Karena Pak Fadh memintanya memilih antara masuk tim atletik atau pekerjaan, Nisa benar-benar tidak bisa memilih. Tidak bisa merelakan pekerjaannya meski hanya satu minggu. Tidak mungkin.
Bukannya Nisa terlalu memikirkan materi atau gaji yang akan dia terima. Sebenarnya jika tidak bekerja selama sebulan pun Nisa masih bisa hidup dan makan dengan layak. Masalahnya adalah perasaan utang budi pada Pak Budiman yang sudah terlalu baik. Karenanya, Nisa segan untuk mengambil keputusan jika situasinya tidak begitu darurat.
"Maaf, Pak." Nisa merasa tidak enak karena harus berulangkali menolak niat baik Pak Fadh. "Bagaimanapun terima kasih atas tawarannya."
Masuk universitas, sebelum ini Nisa pernah memikirkan hal itu dan memutuskan untuk tidak kuliah. Tapi begitu Pak Fadh mengungkitnya, keinginan untuk melanjutkan sekolah mendadak tumbuh.
Dulu, orang tuanya memang sudah mempersiapkan tabungan pendidikan sejak awal. Mereka menyisihkannya sedikit demi sedikit dari penghasilan bulanan yang diterima. Tapi kemudian, karena tidak ada pilihan lain, tabungan pendidikan akhirnya habis digunakan untuk biaya berobat.
Jika berpikir bahwa melanjutkan sekolah merupakan keinginan kedua orang tuanya, Nisa jadi ingin mewujudkannya. Nisa mulai berpikir dan menyusun rencana dalam benaknya.
Mungkin setelah lulus ia akan bekerja dan menabung lebih dulu selama satu tahun penuh. Kemudian mendaftar menjadi mahasiswa di tahun berikutnya. Atau mengejar beasiswa, kemudian bekerja sembari kuliah. Atau apa pun asal bisa ia lakukan sekaligus.

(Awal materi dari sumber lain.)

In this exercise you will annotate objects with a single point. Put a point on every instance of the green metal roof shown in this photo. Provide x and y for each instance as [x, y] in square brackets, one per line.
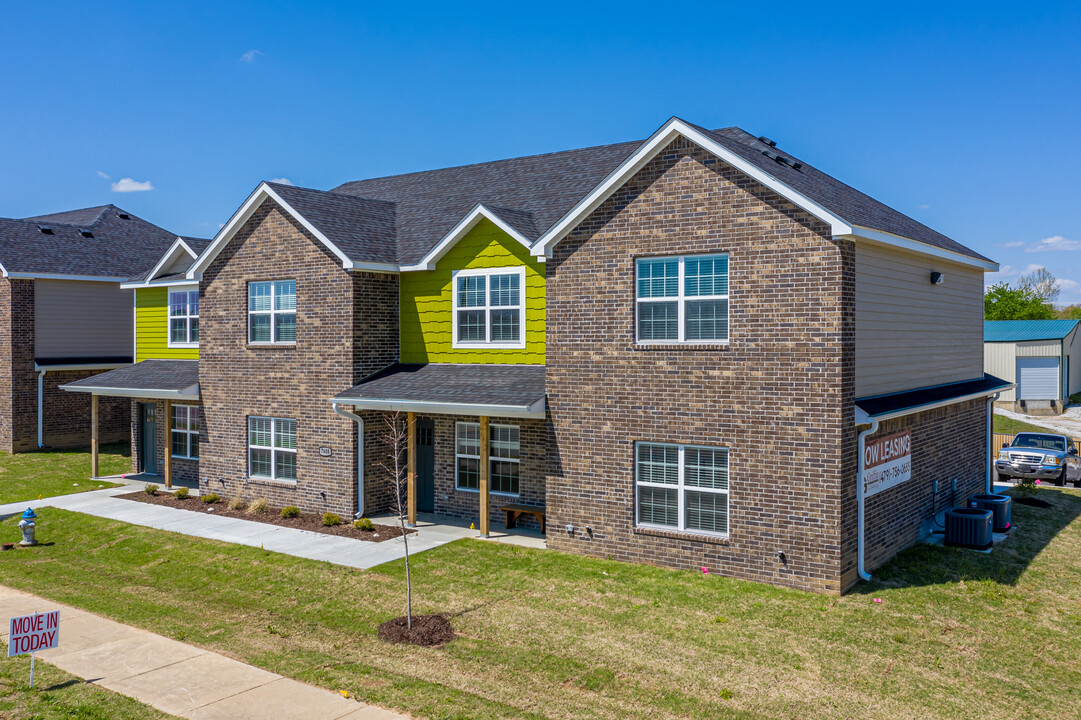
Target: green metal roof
[1016, 331]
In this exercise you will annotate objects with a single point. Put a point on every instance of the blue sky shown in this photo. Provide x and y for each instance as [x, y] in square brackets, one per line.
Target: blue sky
[963, 116]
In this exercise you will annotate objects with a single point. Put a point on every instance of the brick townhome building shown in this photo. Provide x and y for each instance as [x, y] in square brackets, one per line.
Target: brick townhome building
[64, 317]
[681, 348]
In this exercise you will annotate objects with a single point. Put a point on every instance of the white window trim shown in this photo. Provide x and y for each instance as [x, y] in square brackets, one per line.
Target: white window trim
[187, 432]
[272, 448]
[170, 318]
[681, 491]
[271, 312]
[680, 298]
[486, 345]
[458, 488]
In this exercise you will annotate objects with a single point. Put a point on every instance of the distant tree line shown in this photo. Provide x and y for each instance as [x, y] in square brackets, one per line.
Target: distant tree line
[1030, 297]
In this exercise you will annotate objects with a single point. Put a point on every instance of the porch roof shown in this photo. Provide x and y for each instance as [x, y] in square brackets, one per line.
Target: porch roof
[167, 380]
[452, 389]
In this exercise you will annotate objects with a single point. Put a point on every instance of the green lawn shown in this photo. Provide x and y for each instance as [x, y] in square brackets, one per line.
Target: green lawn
[28, 476]
[57, 695]
[547, 635]
[1011, 426]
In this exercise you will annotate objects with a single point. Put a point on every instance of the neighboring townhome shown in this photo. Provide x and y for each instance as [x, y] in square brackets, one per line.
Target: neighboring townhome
[694, 350]
[160, 392]
[1042, 357]
[63, 317]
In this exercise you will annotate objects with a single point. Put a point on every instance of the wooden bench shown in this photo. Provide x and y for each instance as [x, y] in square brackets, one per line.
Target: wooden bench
[515, 511]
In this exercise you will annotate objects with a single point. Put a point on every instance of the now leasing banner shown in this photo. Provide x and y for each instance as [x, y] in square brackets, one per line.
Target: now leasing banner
[31, 634]
[888, 462]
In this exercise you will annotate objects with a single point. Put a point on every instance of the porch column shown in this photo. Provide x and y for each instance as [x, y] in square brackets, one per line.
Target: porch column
[169, 443]
[483, 478]
[411, 466]
[93, 436]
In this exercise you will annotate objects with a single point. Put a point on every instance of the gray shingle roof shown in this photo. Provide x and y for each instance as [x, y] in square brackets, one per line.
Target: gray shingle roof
[400, 218]
[152, 376]
[118, 249]
[448, 383]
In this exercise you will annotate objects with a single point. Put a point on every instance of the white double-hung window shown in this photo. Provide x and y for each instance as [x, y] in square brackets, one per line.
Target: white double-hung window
[682, 300]
[183, 318]
[271, 448]
[681, 488]
[504, 457]
[271, 312]
[490, 308]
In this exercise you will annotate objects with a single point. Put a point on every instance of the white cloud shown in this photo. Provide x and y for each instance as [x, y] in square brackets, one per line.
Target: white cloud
[128, 185]
[1054, 242]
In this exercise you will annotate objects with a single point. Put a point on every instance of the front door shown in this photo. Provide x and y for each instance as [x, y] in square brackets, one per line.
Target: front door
[148, 439]
[425, 466]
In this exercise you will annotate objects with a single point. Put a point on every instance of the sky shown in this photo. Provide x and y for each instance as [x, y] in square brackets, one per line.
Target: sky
[964, 116]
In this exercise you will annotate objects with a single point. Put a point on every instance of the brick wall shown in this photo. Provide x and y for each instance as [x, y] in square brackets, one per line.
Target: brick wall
[778, 395]
[948, 443]
[238, 380]
[184, 470]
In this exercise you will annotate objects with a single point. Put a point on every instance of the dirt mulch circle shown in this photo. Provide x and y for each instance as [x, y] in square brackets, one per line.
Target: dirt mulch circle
[308, 521]
[428, 630]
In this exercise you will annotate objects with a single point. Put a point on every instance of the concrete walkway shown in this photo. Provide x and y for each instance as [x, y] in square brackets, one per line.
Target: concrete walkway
[177, 678]
[430, 532]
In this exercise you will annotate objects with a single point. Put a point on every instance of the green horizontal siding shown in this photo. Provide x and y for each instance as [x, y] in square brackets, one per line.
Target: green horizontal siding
[427, 333]
[151, 328]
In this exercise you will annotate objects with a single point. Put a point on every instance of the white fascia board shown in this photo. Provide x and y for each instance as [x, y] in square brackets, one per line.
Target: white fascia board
[168, 258]
[254, 200]
[186, 394]
[171, 283]
[57, 276]
[878, 237]
[533, 411]
[649, 149]
[862, 417]
[469, 222]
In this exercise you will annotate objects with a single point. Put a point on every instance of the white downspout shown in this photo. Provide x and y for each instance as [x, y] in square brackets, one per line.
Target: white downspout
[41, 403]
[988, 485]
[360, 455]
[859, 503]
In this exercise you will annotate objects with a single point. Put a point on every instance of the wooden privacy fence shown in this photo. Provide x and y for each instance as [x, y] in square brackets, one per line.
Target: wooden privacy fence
[999, 439]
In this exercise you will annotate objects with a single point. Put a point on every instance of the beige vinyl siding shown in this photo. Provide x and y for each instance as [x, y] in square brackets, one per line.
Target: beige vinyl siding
[78, 319]
[910, 333]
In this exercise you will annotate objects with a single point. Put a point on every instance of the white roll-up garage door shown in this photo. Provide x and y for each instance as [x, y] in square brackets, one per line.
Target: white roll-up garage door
[1038, 378]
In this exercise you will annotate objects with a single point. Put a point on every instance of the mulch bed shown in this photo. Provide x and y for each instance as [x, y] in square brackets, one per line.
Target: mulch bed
[428, 630]
[272, 517]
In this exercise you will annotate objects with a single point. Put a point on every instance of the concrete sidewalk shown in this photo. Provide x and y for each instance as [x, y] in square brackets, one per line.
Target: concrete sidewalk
[177, 678]
[430, 532]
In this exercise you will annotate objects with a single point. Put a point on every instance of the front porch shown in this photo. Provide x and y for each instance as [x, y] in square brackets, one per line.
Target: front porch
[476, 440]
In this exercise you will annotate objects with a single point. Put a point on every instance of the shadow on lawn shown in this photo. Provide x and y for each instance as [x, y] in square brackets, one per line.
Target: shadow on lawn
[934, 564]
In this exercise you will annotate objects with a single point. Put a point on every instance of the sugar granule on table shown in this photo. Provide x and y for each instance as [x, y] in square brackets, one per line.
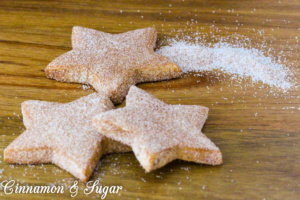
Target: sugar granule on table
[232, 59]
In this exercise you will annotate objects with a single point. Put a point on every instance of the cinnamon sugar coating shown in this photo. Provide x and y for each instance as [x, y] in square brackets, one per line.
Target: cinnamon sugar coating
[159, 133]
[62, 133]
[111, 63]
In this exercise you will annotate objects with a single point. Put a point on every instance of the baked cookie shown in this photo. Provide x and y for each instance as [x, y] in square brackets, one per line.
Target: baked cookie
[111, 63]
[159, 133]
[62, 133]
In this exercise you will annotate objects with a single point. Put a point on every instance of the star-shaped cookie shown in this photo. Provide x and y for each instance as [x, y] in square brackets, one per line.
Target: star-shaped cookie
[159, 133]
[111, 63]
[63, 134]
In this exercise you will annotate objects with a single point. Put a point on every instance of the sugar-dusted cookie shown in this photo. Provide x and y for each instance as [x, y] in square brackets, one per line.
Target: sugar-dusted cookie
[159, 133]
[111, 63]
[62, 133]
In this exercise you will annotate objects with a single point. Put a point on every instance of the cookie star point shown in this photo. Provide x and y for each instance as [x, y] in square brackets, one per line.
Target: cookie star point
[111, 63]
[62, 134]
[159, 133]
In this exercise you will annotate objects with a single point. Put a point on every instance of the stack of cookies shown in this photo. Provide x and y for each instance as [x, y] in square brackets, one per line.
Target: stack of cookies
[75, 135]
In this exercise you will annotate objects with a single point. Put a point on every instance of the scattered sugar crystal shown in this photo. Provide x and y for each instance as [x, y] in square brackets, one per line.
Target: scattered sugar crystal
[228, 58]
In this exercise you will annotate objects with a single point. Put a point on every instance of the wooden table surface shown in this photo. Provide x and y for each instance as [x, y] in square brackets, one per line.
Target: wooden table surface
[258, 132]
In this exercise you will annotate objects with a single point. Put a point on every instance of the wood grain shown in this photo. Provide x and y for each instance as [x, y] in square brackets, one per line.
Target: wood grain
[258, 132]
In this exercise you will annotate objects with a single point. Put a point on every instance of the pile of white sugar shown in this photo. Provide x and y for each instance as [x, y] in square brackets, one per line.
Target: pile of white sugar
[197, 57]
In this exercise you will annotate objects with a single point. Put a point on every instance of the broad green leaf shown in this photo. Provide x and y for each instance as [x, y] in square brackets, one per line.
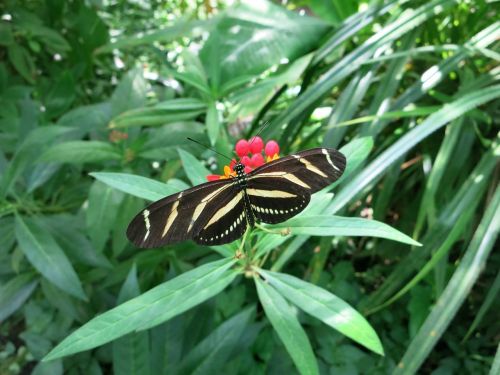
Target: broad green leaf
[68, 233]
[325, 225]
[149, 309]
[326, 307]
[46, 256]
[103, 204]
[174, 110]
[131, 352]
[180, 28]
[251, 37]
[211, 354]
[53, 41]
[129, 207]
[76, 152]
[139, 186]
[87, 118]
[14, 293]
[456, 291]
[495, 367]
[195, 171]
[284, 321]
[28, 152]
[61, 95]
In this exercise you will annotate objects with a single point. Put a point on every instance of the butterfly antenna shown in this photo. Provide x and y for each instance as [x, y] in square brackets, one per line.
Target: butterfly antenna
[263, 127]
[210, 148]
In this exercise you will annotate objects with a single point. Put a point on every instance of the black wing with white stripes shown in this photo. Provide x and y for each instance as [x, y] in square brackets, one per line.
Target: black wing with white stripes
[219, 212]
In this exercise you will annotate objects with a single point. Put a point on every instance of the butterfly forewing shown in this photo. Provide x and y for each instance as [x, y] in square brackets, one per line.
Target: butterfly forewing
[225, 221]
[311, 170]
[175, 218]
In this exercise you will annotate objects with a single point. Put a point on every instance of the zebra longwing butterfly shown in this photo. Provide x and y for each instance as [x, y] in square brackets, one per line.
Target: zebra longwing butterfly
[219, 212]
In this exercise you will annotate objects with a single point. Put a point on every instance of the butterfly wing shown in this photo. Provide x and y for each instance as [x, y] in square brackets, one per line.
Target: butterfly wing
[177, 217]
[225, 221]
[281, 189]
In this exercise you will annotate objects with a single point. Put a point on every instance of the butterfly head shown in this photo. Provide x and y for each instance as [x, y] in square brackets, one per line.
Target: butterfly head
[240, 169]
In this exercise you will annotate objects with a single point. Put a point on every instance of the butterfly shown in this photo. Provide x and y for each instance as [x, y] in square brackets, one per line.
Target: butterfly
[219, 212]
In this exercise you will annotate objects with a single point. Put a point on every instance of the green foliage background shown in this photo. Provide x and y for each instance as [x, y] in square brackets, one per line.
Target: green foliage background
[96, 101]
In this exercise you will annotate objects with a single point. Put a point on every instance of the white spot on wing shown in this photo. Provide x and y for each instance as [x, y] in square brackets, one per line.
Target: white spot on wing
[145, 213]
[329, 159]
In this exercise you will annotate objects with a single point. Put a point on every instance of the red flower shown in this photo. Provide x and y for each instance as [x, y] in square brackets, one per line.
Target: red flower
[254, 146]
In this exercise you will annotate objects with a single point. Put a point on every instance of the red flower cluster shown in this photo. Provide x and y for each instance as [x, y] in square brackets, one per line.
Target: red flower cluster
[250, 153]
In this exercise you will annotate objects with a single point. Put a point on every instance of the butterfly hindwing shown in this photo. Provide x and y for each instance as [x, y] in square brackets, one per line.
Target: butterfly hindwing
[275, 200]
[174, 218]
[223, 222]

"Baiklah. Sayang sekali sebenarnya, tapi apa boleh buat kalau itu sudah jadi keputusan Nisa." Pak Fadh menerima keputusan Nisa dengan berat hati. "Oh iya, kebetulan saya beli terlalu banyak. Ini!" tambah Pak Fadh menyerahkan sesuatu dalam kantong plastik hitam. "Kamu boleh kembali ke kelas sekarang."
Begitu melihat isi dalam kantong plastik yang diterimanya, Nisa bergeming untuk beberapa saat. Begitu beranjak dari tempatnya, ia bahkan sampai lupa berterima kasih.